Eliziane citou a recente aprovação, no Senado, do projeto que facilitou a liberação dos agrotóxicos (PL 1.459/2022), e elogiou a habilidade do relator, senador Fabiano Contarato (PT- ES), que retirou pontos considerados polêmicos do texto, como a possibilidade de registro automático para produtos autorizados pela Organização para a Cooperação e Desenvolvimento Econômico (OCDE).

A senadora Augusta Brito (PT-CE) disse que, apesar das dificuldades, o Congresso tem conseguido avançar, lembrando da aprovação pelo Senado do marco regulatório do mercado de carbono (PL 412/2022). A parlamentar enfatizou a necessidade de a pauta ambiental caminhar junto à pauta social e citou propostas que caminham nesse sentido, como o projeto apresentado por ela que facilita o acesso da energia solar a famílias de baixa renda (PL 2.420/2023).

— A gente está atrelando aí a energia renovável com a inclusão social de várias famílias que também podem ser incluídas nesse processo — ressaltou.

O líder do governo no Congresso, senador Randolfe Rodrigues (Rede-AP), afirmou que a composição do atual Parlamento é a mais conservadora desde a redemocratização, e que uma eventual derrubada do veto sobre o marco temporal de terras indígenas será “responsabilidade dos parlamentares que assim decidirem”.

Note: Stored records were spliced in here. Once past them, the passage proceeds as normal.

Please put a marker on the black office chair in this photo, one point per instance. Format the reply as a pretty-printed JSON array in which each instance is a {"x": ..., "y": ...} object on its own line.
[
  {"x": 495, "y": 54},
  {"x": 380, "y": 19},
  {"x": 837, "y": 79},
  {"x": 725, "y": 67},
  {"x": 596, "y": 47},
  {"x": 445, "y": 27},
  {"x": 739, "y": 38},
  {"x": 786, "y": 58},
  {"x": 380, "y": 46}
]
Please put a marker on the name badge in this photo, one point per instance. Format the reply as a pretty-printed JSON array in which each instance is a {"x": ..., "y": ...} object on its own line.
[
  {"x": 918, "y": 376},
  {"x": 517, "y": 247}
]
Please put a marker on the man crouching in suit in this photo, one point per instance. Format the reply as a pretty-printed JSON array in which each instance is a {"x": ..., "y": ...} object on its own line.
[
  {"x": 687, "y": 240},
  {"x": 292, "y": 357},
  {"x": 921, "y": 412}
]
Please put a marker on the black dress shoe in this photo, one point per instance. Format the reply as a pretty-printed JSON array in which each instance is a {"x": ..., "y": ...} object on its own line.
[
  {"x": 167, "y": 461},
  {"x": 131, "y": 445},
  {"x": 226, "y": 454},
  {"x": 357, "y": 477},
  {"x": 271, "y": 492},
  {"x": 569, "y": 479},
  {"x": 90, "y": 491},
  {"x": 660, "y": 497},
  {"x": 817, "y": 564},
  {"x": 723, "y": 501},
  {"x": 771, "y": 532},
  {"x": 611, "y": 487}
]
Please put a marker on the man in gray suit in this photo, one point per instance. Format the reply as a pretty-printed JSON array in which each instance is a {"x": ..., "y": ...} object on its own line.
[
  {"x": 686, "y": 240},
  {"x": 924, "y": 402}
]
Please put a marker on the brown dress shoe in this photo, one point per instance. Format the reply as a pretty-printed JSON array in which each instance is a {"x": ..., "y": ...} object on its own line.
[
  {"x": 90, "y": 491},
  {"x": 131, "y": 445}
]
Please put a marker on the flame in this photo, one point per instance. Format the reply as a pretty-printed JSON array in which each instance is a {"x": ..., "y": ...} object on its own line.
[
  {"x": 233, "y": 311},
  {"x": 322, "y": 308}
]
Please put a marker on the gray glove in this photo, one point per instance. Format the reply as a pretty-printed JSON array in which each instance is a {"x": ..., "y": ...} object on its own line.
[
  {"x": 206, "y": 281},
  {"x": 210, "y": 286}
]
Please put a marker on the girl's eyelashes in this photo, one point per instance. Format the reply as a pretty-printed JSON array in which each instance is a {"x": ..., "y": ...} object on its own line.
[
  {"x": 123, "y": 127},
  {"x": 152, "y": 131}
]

Não se negocia veto, e o marco temporal não está em negociação. Se, lá no Congresso, senadores e deputados se organizarem para derrubar o veto, que o façam, mas não com a bênção do governo.

Já o presidente da Comissão Mista de Mudanças Climáticas (CMMC), senador Humberto Costa (PT-PE), afirmou que é preciso pressão da sociedade para que a pauta ambiental tenha andamento.